I nod my head hard, hiding the joint in my fist.
"It looks a bit bare in there!" laughs Dorothy Pugh. "We're sorry about that!"
"I am quite sure that both of you deeply are," I say, and we all nod solemnly at each other. Then a deep soreness strikes the back of my throat and tears start to run down my face very fast and in surprising volume. My husband looks distraught. "It's all as we arranged!" he says again, in protest. Dorothy Pugh's face snaps shut. "WE NEED TO GO. NOW. DARLING," she says. In perfect harmony, they both drop their cigarette butts on the gravel and grind them out with their heels. I look up at my husband's big face, and I place the damp crumpled joint in my mouth. "Will you light this, before you go?" I say.

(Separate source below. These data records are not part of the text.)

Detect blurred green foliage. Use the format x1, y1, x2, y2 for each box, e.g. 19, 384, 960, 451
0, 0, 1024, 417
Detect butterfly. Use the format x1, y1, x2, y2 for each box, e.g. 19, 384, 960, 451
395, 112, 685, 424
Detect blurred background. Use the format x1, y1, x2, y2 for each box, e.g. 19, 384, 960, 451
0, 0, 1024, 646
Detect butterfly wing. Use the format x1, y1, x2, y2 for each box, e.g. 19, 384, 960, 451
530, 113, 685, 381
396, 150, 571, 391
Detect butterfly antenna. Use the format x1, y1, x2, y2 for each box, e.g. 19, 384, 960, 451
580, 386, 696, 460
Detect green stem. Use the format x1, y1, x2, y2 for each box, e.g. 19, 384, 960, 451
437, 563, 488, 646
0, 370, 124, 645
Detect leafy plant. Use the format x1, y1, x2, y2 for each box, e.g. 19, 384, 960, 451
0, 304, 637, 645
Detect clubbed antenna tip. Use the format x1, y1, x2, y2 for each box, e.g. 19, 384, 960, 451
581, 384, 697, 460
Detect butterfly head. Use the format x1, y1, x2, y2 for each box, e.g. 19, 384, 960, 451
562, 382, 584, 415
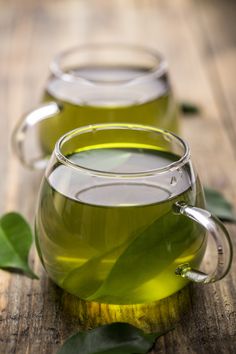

Looking surprised, he takes out a lighter that belongs to me and lights the end of the joint, while Dorothy Pugh watches with a mouth like an asterisk. And then the van moves off, and they get in the car behind it and go.
Breathing in, I look at my back door, and I look at the 1950s man's back door, which seems to still be trembling. I wonder where Daisy is. The smoke is heavy and soft in my brain. I squidge the roach on the gravel, next to the two dead cigarette butts of my husband and Dorothy Pugh. I go back into my house. They have turned all the lights out before leaving, as if no-one lives here any more, and in the blue dusky living room there is nothing at all but my sewing stool. It's a stool that you can flip open, and inside there are needles. There once was a pouffe and a cushion that went with it, but they have gone. Through the wall, I hear the sound of surf guitars, and then the 1950s man shouting, 'YEAH. That's RIGHT. Fuck YOU, you fucking BITCH.'
The stool looks stupid, all on its own. I sit down on it, to make it feel better. I sit down on top of the needles.